What Kind of "Compression" Will Backfire?

If you often hang on to a super long session, you have probably encountered a situation where the "compression" effect is extremely bad. We found that this "backfire" usually occurs at a specific moment: when the Large Language Model (LLM) cannot predict your next working direction.

For example, after a long debugging session, the system triggered automatic compression and summarized the previous troubleshooting process. Then, you immediately sent a message: "Now, let's also fix the other warning we saw in bar.ts before."

However, since the focus of the previous session was entirely on debugging the previous bug, the warning that wasn't fixed may have already been considered irrelevant information and was directly discarded during the summary.

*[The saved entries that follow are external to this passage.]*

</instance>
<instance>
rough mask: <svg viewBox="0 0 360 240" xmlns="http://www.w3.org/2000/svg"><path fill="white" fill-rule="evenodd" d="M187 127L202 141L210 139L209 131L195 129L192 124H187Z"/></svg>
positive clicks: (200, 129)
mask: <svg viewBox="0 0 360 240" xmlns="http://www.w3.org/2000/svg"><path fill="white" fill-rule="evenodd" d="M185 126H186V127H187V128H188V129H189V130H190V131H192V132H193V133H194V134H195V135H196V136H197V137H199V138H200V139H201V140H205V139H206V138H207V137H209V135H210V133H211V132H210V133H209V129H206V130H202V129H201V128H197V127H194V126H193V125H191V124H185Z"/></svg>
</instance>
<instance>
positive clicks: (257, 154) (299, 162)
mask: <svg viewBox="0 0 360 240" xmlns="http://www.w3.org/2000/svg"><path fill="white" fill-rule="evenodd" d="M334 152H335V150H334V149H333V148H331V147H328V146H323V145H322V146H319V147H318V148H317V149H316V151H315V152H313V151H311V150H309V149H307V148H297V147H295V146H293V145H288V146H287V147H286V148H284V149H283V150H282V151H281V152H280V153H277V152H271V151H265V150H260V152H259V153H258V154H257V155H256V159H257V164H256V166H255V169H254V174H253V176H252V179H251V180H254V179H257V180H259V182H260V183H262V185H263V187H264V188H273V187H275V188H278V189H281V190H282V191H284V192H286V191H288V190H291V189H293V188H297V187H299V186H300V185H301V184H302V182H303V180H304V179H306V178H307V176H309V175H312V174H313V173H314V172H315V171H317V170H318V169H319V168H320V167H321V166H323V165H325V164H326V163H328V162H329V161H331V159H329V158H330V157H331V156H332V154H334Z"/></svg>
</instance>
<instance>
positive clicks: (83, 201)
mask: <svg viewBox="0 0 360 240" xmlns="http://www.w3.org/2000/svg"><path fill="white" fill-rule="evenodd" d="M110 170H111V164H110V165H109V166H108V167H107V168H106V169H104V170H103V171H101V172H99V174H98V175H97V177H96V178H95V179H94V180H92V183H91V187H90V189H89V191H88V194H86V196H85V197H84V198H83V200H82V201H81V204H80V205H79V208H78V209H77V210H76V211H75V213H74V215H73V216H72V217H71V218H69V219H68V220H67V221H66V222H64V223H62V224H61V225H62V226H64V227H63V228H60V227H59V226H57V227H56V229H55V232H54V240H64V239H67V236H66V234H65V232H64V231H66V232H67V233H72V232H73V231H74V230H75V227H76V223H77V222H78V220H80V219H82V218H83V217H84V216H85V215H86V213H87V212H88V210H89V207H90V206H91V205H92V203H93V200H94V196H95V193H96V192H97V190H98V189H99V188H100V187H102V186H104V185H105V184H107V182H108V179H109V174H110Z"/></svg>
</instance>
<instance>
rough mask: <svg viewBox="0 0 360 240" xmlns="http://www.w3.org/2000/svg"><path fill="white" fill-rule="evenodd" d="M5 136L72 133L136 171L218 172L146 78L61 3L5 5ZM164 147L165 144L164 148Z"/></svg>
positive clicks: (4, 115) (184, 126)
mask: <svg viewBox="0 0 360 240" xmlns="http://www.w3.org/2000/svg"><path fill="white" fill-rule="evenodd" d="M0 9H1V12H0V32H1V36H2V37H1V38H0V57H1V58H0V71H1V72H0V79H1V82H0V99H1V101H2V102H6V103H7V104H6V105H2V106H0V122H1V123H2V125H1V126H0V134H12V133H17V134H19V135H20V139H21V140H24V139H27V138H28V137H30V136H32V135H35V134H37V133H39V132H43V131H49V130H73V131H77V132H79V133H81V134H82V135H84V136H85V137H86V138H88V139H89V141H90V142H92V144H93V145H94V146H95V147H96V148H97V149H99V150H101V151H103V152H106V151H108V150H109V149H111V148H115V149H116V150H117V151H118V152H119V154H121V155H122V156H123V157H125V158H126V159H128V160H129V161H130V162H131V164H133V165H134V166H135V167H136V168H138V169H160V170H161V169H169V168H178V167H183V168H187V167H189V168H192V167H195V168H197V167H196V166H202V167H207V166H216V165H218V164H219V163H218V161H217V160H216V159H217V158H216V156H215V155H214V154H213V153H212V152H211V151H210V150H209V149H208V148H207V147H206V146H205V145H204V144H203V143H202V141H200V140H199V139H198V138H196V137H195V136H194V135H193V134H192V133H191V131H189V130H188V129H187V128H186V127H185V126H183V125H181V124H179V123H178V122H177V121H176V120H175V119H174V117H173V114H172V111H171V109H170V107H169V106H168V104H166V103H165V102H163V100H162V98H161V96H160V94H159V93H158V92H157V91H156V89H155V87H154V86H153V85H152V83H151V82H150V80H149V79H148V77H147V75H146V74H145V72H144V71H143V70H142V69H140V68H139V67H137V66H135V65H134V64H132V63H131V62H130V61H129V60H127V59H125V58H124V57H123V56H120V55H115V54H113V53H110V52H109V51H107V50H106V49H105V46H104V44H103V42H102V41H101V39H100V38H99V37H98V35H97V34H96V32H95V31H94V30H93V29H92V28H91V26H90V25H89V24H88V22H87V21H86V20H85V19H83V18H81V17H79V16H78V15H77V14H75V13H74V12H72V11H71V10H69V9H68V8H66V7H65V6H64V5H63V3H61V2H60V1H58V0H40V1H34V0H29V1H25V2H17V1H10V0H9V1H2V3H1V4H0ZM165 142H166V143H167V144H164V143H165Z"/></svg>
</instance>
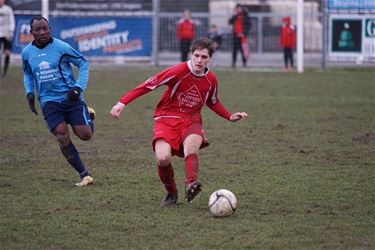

This is a quite tricky issue. Due to context decay, the moment the model performs compression is often when its "intelligence" is least online. Fortunately, with a context capacity of 1 million, you now have more ample space to proactively include a description of "what I plan to do next," to execute /compact in advance.

Subagents and a Brand New Context Window

Subagents are also an excellent means of managing context. When you foresee in advance that a certain task will generate a lot of "read and forget" (never to be used again) intermediate results, this trick is especially useful.

When Claude spawns a subagent through the Agent tool, this little guy gets a completely fresh context window. It can mess around inside, do as much work as it likes. Once the job is done, it will distill the results and only hand over the final report to the "parent" Claude.

Our criterion for whether to use a subagent's "soul questioning" is: do I need to see the detailed output of these tools running in the future, or do I just want a final conclusion?

While Claude Code will automatically call subagents in the background, sometimes you can also command it very explicitly. For example, you can say:

· "Send a subagent to validate our recent work against the specification document below."

· "Send a subagent to read through another codebase, summarize how it implements the authentication process, and then mimic the process to implement it here."

· "Send a subagent to write documentation for this new feature based on my Git commit history."

In short, when Claude has completed a round of responses and you are about to send a new message, you stand at a crossroads of decision-making.

We hope that in the future, Claude will be smart enough to take care of all this by itself. But for now, mastering these decisions is the path you must take to guide Claude to produce high-quality results.